These external costs can be internalized by imposing a pollution tax on electricity. Pollution taxes and environmental tax shifting have been discussed for many years. The argument behind them is unassailable. Today we tend to tax those things we would like to encourage, like work and property and income while we undertax or don't tax at all, those things we would like to discourage, like pollution and waste. Why not change the dynamic by increasing taxes on waste and decreasing taxes on work?

This argument, while persuasive, has not resulted in environmental tax shifting in the United States. One reason is that in an era of tax cutting it is virtually impossible to generate serious discussion about imposing a new tax, even if the result is revenue neutral(i.e. the amount of revenue generated from the new tax would be offset by an equal reduction in an existing tax).

The restructuring debate offers a window of opportunity for tax shift advocates. Today utility taxes make up a significant source of revenue for communities that host power plants.
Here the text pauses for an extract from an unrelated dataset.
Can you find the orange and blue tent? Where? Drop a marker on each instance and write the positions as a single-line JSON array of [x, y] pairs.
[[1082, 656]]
In a monopoly system these taxes are easily passed through by utilities to customers. But when a customer can choose an out-of-state supplier, then a local tax on electricity could become a competitive burden. Thus, virtually all states that are moving toward utility restructuring are embracing a "tax shift" in this area, substituting one tax for another. Illinois, for example, has replaced its utility taxes with a ten-tiered tax based on electricity use. New Jersey has eliminated most of its taxes on electricity and substituted a flat 6 percent sales tax on electricity.
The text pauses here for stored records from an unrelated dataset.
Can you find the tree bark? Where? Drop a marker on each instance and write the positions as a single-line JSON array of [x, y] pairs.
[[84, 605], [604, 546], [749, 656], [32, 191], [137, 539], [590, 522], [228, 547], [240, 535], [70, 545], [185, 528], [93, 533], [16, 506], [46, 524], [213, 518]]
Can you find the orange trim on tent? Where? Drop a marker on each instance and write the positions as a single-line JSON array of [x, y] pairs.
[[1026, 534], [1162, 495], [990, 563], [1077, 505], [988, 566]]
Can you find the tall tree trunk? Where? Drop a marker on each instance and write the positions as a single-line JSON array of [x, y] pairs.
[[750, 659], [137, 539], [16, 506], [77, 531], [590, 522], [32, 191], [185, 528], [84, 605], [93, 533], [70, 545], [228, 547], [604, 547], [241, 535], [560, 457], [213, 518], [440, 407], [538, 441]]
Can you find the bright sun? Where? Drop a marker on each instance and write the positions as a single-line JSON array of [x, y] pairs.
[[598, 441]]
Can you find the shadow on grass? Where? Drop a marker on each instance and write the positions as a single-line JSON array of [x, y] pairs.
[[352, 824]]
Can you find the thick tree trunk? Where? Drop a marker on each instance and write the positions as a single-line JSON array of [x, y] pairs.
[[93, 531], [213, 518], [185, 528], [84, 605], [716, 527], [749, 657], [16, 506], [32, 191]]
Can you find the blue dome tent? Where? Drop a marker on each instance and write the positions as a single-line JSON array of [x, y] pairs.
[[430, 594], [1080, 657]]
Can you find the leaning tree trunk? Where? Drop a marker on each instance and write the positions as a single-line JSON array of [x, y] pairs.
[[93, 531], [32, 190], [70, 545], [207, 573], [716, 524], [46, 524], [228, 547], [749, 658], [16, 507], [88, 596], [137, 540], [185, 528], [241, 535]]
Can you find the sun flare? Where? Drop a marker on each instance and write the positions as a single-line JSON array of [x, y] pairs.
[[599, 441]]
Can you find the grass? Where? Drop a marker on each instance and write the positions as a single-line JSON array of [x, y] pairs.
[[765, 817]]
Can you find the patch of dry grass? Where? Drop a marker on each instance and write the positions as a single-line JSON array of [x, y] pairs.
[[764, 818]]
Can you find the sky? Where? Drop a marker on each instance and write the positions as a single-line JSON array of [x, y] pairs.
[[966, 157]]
Nationwide more than $15 billion a year is generated from electricity-related fees and taxes. That comes to about 0.4 cents per kWh. To raise the same amount of revenue would require a nationwide carbon tax of $75 per ton. Interestingly, this would raise the price of coal-fired electricity by almost 2 cents per kWh, surpassing the existing federal tax credit to renewable electricity producers.

An electricity-related environmental tax-shift strategy must be state specific. Convincing coal-rich Illinois or West Virginia to impose a carbon tax might be difficult but the tax imposed per unit of carbon emitted would be very small because of the large amount of carbon emitted. Convincing the Pacific Northwest to adopt a tax shift might be easy politically, but because 85 percent or so of its electricity comes from hydropower, the tax per unit of carbon would have to be extremely high.

This type of pollution tax can be structured to be revenue neutral; that is, the same amount of revenue is generated after the tax as before the tax. However, it is also possible to raise the pollution tax to pay for public benefits programs that also protect the environment and safeguard low-income households. If these programs were included, the total tax might rise by 25 percent.